Leeds and Sheffield emerge in UK’s top 10 growth cities

The Yorkshire region fares well in the retail sector with both Leeds and Sheffield ranked in the UK’s top 10 growth cities according to CBRE’s latest research report ‘Which City? Which Sector? Real Estate Prospects over the Next Decade’. Which City? Which Sector? | CBRE UK Leeds is ranked fourth in the retail sector with Sheffield positioned eighth.

CBRE examined the growth prospects for 12 real estate sectors across the 50 largest regional towns and cities in the UK. Findings were informed by economic drivers (including GDP, employment and income growth), demographic trends and property market data such as supply pipeline, local universities and housing affordability. The top 10 performing cities and growth sectors were identified.
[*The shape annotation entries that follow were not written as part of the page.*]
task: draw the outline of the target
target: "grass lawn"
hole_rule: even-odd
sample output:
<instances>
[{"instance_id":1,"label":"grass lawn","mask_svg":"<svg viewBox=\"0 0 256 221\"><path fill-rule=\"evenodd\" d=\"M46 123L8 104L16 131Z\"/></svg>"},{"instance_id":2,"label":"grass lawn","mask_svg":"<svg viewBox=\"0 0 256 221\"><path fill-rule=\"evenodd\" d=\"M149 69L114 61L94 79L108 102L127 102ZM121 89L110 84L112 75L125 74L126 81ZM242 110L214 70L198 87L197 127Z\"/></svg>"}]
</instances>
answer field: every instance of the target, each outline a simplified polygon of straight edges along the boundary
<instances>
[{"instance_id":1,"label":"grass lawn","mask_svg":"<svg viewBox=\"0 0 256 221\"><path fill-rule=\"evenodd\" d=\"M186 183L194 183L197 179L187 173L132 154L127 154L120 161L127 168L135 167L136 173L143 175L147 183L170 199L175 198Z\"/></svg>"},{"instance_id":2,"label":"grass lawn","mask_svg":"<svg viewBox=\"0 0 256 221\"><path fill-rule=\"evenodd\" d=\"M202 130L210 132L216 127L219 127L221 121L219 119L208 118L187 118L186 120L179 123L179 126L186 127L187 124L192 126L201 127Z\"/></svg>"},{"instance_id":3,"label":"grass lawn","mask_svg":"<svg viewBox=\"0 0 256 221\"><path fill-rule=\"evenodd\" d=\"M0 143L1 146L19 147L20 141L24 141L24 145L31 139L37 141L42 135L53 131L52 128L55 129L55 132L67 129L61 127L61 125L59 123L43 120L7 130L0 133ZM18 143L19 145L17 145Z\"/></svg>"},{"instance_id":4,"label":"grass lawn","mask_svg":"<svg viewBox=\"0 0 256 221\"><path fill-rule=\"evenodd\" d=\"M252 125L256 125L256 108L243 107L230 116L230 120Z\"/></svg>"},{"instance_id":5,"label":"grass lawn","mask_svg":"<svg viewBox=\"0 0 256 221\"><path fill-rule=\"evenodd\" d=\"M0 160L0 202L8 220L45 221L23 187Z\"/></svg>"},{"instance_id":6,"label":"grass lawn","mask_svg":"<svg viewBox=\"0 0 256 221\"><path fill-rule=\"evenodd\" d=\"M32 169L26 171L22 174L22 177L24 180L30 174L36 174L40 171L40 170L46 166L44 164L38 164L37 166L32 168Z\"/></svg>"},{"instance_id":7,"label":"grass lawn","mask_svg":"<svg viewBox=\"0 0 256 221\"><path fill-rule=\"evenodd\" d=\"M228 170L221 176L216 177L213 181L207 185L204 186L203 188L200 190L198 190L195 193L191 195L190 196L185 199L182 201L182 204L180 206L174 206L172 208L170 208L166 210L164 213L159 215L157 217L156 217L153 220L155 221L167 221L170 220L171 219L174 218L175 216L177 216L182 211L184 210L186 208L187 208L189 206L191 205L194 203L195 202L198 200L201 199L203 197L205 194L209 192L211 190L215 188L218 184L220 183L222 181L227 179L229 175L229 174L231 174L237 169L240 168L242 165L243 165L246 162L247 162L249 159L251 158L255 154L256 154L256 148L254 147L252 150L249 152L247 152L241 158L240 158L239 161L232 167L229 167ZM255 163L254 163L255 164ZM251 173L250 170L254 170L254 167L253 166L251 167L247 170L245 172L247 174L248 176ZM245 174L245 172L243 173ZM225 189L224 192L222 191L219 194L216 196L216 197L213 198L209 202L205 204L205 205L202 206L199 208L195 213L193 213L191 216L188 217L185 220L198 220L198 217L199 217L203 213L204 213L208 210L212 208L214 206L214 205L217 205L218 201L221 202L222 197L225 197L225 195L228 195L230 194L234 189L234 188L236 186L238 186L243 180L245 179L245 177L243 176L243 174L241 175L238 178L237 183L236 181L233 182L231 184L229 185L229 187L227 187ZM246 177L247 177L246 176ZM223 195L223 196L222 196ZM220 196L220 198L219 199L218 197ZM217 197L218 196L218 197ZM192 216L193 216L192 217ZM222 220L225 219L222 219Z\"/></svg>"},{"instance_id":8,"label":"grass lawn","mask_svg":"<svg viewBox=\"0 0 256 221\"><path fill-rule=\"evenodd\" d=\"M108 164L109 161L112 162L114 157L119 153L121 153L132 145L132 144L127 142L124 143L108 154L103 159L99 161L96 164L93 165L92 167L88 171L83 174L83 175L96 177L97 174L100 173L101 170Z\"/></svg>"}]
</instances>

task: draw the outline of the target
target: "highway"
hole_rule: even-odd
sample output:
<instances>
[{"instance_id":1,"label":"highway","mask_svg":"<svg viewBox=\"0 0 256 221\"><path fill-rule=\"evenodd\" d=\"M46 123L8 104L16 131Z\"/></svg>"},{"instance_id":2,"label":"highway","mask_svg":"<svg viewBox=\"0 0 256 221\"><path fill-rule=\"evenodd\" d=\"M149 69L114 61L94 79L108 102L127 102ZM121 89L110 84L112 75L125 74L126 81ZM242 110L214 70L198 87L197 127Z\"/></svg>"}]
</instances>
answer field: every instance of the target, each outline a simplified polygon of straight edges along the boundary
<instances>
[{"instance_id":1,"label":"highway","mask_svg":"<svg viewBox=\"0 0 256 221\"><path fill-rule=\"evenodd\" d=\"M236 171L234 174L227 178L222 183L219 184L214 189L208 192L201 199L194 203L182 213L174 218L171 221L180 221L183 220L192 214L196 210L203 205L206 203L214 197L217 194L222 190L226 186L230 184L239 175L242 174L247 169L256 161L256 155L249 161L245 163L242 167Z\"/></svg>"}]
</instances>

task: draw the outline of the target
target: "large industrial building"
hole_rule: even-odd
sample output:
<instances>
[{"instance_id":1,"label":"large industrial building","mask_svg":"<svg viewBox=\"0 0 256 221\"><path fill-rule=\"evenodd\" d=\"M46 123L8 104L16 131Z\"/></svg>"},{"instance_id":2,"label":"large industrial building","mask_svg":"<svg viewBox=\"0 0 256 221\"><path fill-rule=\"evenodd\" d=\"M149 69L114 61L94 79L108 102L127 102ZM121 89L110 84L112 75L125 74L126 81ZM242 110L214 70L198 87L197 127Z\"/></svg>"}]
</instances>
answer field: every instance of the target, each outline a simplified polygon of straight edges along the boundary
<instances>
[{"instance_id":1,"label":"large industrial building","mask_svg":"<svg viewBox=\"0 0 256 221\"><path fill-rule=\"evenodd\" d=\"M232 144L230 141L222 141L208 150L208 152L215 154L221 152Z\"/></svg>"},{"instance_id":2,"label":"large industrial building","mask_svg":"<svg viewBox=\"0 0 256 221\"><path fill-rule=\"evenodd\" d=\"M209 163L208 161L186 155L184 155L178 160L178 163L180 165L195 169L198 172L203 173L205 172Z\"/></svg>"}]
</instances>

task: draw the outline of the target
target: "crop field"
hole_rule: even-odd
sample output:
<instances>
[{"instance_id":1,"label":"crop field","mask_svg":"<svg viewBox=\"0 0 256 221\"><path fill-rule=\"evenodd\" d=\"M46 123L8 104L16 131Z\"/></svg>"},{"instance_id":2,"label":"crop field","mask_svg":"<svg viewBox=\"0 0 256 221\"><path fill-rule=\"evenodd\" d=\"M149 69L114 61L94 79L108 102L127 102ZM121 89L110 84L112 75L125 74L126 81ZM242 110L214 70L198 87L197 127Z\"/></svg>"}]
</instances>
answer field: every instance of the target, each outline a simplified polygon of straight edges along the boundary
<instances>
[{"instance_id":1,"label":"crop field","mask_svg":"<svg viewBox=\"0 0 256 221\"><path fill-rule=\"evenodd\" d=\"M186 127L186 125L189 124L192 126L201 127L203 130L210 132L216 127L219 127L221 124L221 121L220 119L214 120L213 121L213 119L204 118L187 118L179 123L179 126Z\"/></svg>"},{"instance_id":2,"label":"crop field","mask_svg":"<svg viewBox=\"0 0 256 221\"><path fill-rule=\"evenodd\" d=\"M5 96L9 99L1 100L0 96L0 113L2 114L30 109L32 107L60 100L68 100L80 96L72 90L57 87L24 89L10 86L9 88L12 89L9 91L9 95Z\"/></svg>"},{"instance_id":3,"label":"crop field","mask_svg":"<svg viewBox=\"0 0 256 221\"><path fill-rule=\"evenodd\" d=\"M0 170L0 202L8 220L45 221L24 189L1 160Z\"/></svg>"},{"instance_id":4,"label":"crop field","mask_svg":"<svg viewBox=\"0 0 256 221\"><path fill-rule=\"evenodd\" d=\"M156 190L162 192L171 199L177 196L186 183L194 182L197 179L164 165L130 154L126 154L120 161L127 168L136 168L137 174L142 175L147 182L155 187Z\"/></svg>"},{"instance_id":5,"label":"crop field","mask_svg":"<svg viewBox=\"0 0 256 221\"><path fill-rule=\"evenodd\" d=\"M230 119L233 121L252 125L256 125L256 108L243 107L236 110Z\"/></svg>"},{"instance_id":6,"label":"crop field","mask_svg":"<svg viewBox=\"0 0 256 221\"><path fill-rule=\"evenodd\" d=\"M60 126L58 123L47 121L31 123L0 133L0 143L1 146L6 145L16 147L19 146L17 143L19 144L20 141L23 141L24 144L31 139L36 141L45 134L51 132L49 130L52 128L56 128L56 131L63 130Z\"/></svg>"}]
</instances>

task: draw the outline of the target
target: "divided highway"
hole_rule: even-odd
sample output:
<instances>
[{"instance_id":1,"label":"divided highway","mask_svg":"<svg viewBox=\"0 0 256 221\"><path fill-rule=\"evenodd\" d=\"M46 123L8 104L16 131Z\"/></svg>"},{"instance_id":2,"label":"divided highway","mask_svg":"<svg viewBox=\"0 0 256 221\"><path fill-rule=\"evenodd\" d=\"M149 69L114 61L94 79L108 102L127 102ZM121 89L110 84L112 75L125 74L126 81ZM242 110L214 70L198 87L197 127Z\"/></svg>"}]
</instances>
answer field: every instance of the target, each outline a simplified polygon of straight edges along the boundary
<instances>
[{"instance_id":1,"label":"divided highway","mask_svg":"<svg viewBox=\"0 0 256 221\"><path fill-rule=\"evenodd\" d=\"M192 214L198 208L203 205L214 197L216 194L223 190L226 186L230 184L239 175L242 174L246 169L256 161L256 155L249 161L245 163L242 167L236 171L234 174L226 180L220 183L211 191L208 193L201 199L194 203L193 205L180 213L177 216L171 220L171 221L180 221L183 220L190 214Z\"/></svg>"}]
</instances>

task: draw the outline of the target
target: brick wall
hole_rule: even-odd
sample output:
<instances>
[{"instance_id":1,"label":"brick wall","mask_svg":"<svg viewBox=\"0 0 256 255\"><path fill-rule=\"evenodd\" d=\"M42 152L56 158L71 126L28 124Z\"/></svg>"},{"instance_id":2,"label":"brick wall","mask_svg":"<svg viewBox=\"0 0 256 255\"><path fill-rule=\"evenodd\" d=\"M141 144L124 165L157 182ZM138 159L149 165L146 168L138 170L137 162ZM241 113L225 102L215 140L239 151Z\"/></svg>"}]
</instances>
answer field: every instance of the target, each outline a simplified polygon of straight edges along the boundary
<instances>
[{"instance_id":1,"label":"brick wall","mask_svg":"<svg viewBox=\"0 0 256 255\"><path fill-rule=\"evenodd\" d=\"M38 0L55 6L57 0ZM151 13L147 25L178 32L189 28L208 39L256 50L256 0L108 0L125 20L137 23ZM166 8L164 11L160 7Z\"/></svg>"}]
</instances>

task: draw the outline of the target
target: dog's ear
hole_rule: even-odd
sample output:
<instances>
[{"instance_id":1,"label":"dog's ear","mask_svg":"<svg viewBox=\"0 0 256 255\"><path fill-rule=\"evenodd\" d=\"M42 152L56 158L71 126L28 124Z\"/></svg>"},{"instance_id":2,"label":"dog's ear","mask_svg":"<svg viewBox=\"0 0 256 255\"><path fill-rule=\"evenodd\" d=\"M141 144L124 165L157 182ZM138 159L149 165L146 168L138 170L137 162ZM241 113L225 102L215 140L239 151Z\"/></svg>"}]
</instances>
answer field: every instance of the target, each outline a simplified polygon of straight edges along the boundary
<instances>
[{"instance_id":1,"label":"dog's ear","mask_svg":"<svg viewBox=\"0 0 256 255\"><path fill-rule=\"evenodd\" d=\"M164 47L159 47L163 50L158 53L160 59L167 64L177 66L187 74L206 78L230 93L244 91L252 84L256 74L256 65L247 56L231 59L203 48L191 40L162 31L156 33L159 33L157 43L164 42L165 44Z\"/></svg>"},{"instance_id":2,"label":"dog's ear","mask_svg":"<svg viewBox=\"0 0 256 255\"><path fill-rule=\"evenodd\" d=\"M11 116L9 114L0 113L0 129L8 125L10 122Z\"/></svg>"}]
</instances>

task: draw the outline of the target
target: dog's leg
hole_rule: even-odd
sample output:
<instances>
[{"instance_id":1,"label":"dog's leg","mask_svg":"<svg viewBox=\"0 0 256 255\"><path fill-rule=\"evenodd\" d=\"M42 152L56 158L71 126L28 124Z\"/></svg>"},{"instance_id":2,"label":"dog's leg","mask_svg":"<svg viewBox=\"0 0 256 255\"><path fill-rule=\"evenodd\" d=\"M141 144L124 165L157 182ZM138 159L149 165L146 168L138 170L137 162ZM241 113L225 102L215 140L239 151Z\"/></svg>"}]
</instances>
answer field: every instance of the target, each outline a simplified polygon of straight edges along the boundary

Ram Rasiah, senior director, CBRE said; “It’s great to see two Yorkshire cities in the top 10 list. Retail continues to adapt to changing consumer habits and repositioning the role of the store. While small, local destinations continue to remain relevant through their convenience and regional schemes benefit from their critical mass, the performance of mid-sized locations has been more challenged.

“In contrast, larger locations deliver a greater catchment potential. And aligning these trends, population and expected population growth were among the metrics used in our analysis. Birmingham ranks strongest in this measure, followed by Leeds and Glasgow,” continued Rasiah.

Birmingham took the top spot for retail followed by Bristol and Manchester respectively.

Retail performance is not only driven by scale. CBRE’s research has shown that affluent cities see healthier property performance, have lower vacancy rates and experience higher rental and capital value growth. A review of average household incomes ranks Sheffield highly versus other locations. A comparison of cities highlights Bristol and Manchester with the strongest growth potential.

In addition, a critical driver of a retail location’s performance is the balance of supply and demand. Allowing for a shift of some spend online, CBRE estimates that the volume of retail floor space in the UK will need to decrease by 16 per cent to reach average sales densities of 2015-2020.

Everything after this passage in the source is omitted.